In a recent study, it was differing levels of circulating PRL have different activities on the glucose metabolism in rats. Both high and low dosages of PRL promoted β-cell mass but in a different manner: Low-PRL decreased β-cell apoptosis, whereas High-PRL increased its proliferation. However, only Low-PRL enhanced first-phase insulin secretion and improved insulin sensitivity at a hyperglycemic state in comparison to the control. Low-PRL also increased glucose infusion rates and decreased hepatic glucose output in hyperinsulinemic states, signifying an improvement in hepatic insulin sensitivity. However, High-PRL exacerbated hepatic insulin resistance compared with the control diabetic rats. (Central prolactin modulates insulin sensitivity and insulin secretion in diabetic rats, 2012).

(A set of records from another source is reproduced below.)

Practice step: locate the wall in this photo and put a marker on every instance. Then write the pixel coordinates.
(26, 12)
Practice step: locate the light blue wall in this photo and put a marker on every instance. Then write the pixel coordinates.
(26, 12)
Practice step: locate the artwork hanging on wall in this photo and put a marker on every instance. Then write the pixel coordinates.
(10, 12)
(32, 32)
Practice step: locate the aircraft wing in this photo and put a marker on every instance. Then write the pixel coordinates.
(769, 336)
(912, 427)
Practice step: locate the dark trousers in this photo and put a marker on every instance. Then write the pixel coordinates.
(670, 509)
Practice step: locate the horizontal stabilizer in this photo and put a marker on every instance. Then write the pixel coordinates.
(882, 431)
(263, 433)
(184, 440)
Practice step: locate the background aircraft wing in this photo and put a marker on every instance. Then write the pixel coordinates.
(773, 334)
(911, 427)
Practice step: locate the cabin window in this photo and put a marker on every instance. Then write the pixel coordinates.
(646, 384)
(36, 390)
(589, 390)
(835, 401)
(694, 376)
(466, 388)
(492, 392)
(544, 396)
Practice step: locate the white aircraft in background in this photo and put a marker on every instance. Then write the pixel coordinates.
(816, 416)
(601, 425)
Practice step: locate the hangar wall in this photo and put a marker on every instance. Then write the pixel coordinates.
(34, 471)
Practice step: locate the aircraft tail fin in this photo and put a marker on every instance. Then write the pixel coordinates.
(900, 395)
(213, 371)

One potential mechanism of the role of prolactin on insulin secretion is represented by the activation of the PRL receptor on beta-cells of the pancreas and its subsequent increase in insulin secretion. This is thought to be a mechanism developed to overcome the increase need of insulin during pregnancy (note that prolactin levels during pregnancy are higher).

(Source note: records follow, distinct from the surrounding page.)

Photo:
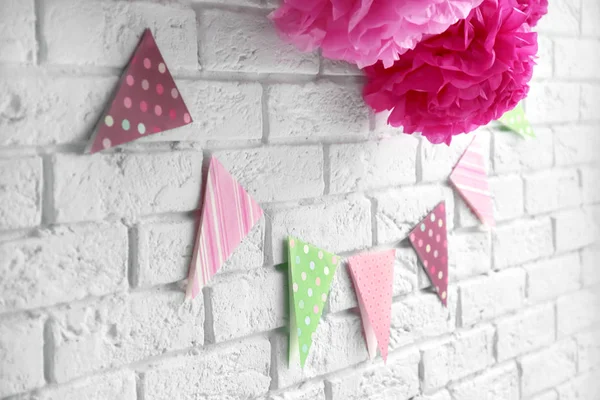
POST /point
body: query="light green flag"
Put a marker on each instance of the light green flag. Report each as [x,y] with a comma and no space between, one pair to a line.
[310,274]
[516,121]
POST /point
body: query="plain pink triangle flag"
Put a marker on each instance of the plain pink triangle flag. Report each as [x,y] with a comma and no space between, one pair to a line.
[471,181]
[430,241]
[228,215]
[373,276]
[147,101]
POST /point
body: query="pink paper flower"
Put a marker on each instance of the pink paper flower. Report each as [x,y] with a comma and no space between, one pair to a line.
[366,31]
[459,80]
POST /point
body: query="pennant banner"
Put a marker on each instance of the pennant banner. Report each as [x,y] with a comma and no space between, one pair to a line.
[373,277]
[430,241]
[146,102]
[310,274]
[470,180]
[228,215]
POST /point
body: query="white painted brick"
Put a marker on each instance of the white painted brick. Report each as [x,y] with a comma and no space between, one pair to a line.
[514,154]
[549,367]
[119,330]
[342,293]
[20,193]
[575,312]
[372,165]
[579,58]
[106,34]
[40,109]
[125,185]
[456,357]
[22,355]
[277,173]
[339,343]
[551,278]
[396,379]
[528,330]
[507,193]
[315,111]
[398,211]
[498,383]
[247,41]
[490,296]
[336,226]
[239,370]
[522,241]
[553,102]
[89,260]
[114,385]
[17,31]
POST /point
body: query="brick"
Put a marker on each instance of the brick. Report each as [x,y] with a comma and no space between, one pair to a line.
[342,293]
[398,378]
[399,210]
[507,194]
[125,185]
[21,194]
[490,296]
[119,330]
[551,190]
[316,111]
[106,34]
[498,383]
[338,344]
[553,102]
[113,385]
[576,312]
[579,58]
[22,354]
[521,242]
[456,357]
[549,279]
[249,303]
[17,31]
[39,108]
[243,373]
[372,165]
[548,367]
[524,332]
[336,226]
[89,260]
[246,41]
[513,154]
[277,173]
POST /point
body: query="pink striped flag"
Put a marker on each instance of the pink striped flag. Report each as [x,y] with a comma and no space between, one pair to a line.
[228,215]
[470,179]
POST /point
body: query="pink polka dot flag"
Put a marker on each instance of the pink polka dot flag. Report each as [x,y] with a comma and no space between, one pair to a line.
[430,240]
[228,215]
[147,101]
[470,179]
[373,277]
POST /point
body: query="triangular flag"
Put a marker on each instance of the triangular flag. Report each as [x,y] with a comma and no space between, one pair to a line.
[228,215]
[471,181]
[430,241]
[373,277]
[310,274]
[147,101]
[516,121]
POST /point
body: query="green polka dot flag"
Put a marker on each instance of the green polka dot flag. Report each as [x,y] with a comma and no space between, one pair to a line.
[516,121]
[311,271]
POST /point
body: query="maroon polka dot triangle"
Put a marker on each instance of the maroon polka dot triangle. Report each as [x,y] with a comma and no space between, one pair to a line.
[430,240]
[146,102]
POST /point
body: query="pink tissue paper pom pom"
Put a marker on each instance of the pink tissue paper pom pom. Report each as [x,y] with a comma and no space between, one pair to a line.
[459,80]
[365,31]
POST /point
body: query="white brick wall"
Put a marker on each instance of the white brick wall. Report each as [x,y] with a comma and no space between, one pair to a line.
[94,249]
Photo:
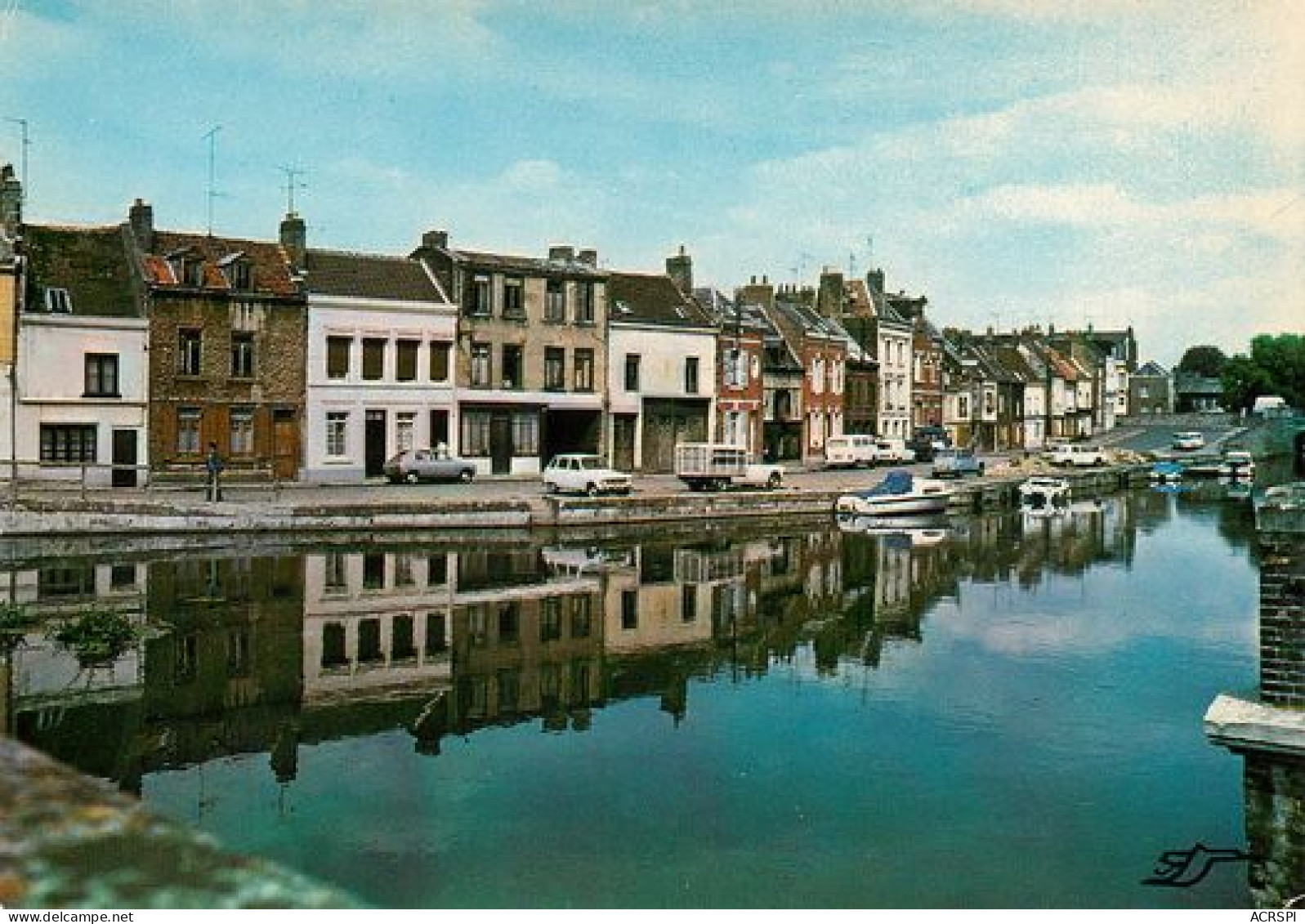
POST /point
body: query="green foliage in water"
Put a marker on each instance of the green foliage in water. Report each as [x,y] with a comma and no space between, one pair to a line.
[98,636]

Figure 2. Insulin-producing beta cells expand during pregnancy through pathways involving lactogenic and serotonergic signaling.

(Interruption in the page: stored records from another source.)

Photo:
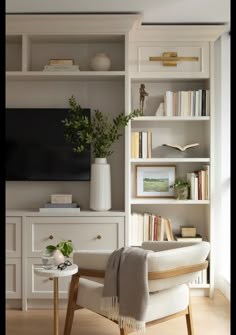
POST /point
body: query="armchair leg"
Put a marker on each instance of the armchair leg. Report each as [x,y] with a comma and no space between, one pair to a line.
[71,304]
[124,331]
[189,320]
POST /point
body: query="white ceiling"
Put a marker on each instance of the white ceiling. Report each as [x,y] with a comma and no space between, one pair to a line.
[153,11]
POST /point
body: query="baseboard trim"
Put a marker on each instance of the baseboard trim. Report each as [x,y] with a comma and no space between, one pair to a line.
[224,286]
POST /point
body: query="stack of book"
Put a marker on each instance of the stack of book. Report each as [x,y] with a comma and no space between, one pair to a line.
[60,203]
[141,144]
[188,234]
[149,227]
[61,65]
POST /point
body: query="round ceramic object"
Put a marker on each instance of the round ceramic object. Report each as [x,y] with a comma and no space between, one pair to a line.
[100,62]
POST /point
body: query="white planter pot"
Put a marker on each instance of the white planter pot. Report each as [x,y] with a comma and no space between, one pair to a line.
[100,62]
[58,257]
[100,185]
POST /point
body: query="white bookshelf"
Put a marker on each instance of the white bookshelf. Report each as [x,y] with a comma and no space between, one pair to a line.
[182,130]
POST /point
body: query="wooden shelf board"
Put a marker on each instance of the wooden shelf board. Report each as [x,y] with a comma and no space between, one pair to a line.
[80,75]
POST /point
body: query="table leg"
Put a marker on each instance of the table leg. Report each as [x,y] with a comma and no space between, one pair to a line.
[55,284]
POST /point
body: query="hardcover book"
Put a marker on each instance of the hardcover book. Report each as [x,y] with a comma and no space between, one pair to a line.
[178,147]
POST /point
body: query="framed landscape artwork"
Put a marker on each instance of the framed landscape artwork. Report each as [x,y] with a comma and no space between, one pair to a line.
[155,181]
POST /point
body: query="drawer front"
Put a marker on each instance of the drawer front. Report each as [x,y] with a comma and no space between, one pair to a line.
[13,236]
[194,59]
[42,287]
[89,233]
[13,278]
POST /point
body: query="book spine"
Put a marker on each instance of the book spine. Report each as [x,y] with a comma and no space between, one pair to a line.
[140,144]
[135,144]
[58,205]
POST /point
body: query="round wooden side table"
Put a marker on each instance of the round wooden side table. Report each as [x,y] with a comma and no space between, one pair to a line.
[55,274]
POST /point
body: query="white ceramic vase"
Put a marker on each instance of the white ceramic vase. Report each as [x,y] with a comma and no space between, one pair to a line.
[100,62]
[58,257]
[100,185]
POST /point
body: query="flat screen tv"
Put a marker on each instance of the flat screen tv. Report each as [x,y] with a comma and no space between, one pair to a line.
[36,148]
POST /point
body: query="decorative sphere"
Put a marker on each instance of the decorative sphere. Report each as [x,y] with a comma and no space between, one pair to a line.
[100,62]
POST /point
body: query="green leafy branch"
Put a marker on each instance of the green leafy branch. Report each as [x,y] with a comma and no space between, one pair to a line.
[100,132]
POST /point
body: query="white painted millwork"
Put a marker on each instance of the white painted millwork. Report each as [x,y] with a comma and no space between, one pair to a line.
[34,39]
[186,41]
[88,230]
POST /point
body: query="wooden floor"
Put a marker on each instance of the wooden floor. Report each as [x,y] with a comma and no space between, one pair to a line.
[210,316]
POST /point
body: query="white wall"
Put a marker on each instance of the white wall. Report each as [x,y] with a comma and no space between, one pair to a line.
[223,176]
[153,10]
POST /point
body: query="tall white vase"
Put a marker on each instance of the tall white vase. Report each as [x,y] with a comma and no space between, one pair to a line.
[100,185]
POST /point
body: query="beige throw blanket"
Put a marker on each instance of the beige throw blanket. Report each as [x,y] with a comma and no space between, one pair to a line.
[125,293]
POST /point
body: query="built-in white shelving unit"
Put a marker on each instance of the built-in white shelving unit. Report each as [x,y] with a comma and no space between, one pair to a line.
[33,39]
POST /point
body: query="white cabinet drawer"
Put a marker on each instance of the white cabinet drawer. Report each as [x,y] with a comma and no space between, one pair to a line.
[13,236]
[88,233]
[13,278]
[141,52]
[42,287]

Prolactin and lactogenic hormones activate the prolactin receptor (PRLR). Activated PRLR increases the expression of serotonergic genes (Tph1 and Htr2b) and Foxm1 and decreases Men1 levels. Increased expression of Tph1 increases the conversion of tryptophan to serotonin (5-HT), which is secreted from the beta cell along with insulin. Once released, serotonin then activates the Gαq-coupled Htr2B receptor on the surface of beta cells to feed back to the islet microenvironment in an autocrine/paracrine manner. c-Src is phosphorylated in response to activation of Htr2B, which signals for increased expression of G1 cyclin proteins to stimulate cell cycle progression. Increased expression of G1 cyclins, coupled with reduced expression of cyclin-dependent kinase inhibitors, which results from the repression of Men1 expression, leads to cell cycle progression and increased beta cell replication. The increase in beta cell replication and beta cell mass in the pancreas is the physiological response to pregnancy-induced insulin resistance. Disruption of any of these pathways can contribute to the development of gestational diabetes.
As the above studies show a tight interconnection between prolactin, insulin and zinc, interestingly the dopamine agonist bromocriptine has been approved for the treatment of type 2 diabetes in the United States (Bromocriptine mesylate: FDA-approved novel treatment for type-2 diabetes, 2009).